Setting up a Hadoop cluster on Windows using Docker and WSL2
I wanted to setup a Hadoop cluster as a playground on my Windows 10 laptop. I thought that using Docker with the new WSL2 (Windows Sub-system Linux version 2) included in Windows 10 version 0420 could be a solution. Indeed Docker can use WSL2 to run natively Linux on Windows. I basically followed the tutorial How to set up a Hadoop cluster in Docker that is normally designed for a Linux host machine running docker (and not Windows).
1. Install Docker on Windows
I’m currently using docker desktop version 2.3.0.3 from the stable channel. But any version that supports WSL2 should work. The corresponding engine version is 19.03.8 and docker-compose version is 1.25.5:
You can confirm that docker is running properly by launching a web server:
docker run -d -p 80:80 --name myserver nginx
2. Setting up Hadoop cluster using Docker
Use git to download the the Hadoop Docker files from the Big Data Europe repository:
git clone git@github.com:big-data-europe/docker-hadoop.git
Deploy the docker cluster using the command:
docker-compose up -d
You can check that the containers are running using:
docker ps
You can also double check with the Docker dashboard:
And the current status can also be checked using the web page http://localhost:9870:
3. Testing the Hadoop cluster
We will test the Hadoop cluster running the Word Count example.
- Open a terminal session on the namenode
docker exec -it namenode bash
This will open a session on the namenode for the root user.

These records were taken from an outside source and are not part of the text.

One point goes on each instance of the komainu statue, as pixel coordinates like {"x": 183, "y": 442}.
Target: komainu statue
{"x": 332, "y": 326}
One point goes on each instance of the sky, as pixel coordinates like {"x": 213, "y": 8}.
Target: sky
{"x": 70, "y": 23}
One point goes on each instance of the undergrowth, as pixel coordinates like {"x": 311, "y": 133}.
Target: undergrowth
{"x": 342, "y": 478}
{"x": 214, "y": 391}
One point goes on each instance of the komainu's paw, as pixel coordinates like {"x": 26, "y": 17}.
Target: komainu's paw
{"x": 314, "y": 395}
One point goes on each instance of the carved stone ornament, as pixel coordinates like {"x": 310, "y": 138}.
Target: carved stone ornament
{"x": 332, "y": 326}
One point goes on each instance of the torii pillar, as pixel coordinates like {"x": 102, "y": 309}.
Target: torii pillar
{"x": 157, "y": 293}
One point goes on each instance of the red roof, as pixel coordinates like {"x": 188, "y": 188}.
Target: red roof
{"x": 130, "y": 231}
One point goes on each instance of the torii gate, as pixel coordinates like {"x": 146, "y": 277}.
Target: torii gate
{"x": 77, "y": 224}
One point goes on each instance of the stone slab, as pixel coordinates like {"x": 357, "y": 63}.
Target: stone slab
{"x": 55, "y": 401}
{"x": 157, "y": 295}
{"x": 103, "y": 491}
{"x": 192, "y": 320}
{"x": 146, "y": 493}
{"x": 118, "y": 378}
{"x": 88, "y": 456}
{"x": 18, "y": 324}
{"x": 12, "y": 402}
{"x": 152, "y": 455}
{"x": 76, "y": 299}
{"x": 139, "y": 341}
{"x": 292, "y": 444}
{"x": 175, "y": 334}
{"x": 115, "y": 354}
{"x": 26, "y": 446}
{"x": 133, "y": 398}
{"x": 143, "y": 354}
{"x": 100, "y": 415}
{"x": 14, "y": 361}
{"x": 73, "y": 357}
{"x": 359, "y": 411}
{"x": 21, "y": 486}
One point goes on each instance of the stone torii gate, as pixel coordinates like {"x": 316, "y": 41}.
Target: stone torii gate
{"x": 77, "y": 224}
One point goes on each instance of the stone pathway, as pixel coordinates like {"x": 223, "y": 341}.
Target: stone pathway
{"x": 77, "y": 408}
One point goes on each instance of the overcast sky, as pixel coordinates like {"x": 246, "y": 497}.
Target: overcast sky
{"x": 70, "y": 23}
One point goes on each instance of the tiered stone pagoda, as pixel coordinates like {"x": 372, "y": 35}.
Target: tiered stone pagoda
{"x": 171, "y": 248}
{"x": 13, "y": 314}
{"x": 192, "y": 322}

- Create some simple text files to be used by the wordcount program
cd /tmp mkdir input echo "Hello World" >input/f1.txt echo "Hello Docker" >input/f2.txt
- Create a hdfs directory named inut
hadoop fs -mkdir -p input
- Put the input files in all the datanodes on HDFS
hdfs dfs -put ./input/* input
-
Download on the host pc (e.g in the directory on top of the hadoop cluster directory) the word count program from this link
- Run the command below in a terminal on the Windows host to identify the namenode container id:
docker container ls
- Use the command below on the Windows host to copy the word count program in the namenode container:
docker cp ../hadoop-mapreduce-examples-2.7.1-sources.jar afb235f8629c:/tmp
- Run the word count program in the namenode:
hadoop jar hadoop-mapreduce-examples-2.7.1-sources.jar org.apache.hadoop.examples.WordCount input output
The program should display something like:
- Print the output of the word count program
hdfs dfs -cat output/part-r-00000
- Shutdown the Hadoop cluster by running on the Windows host
docker-compose down
That’s all !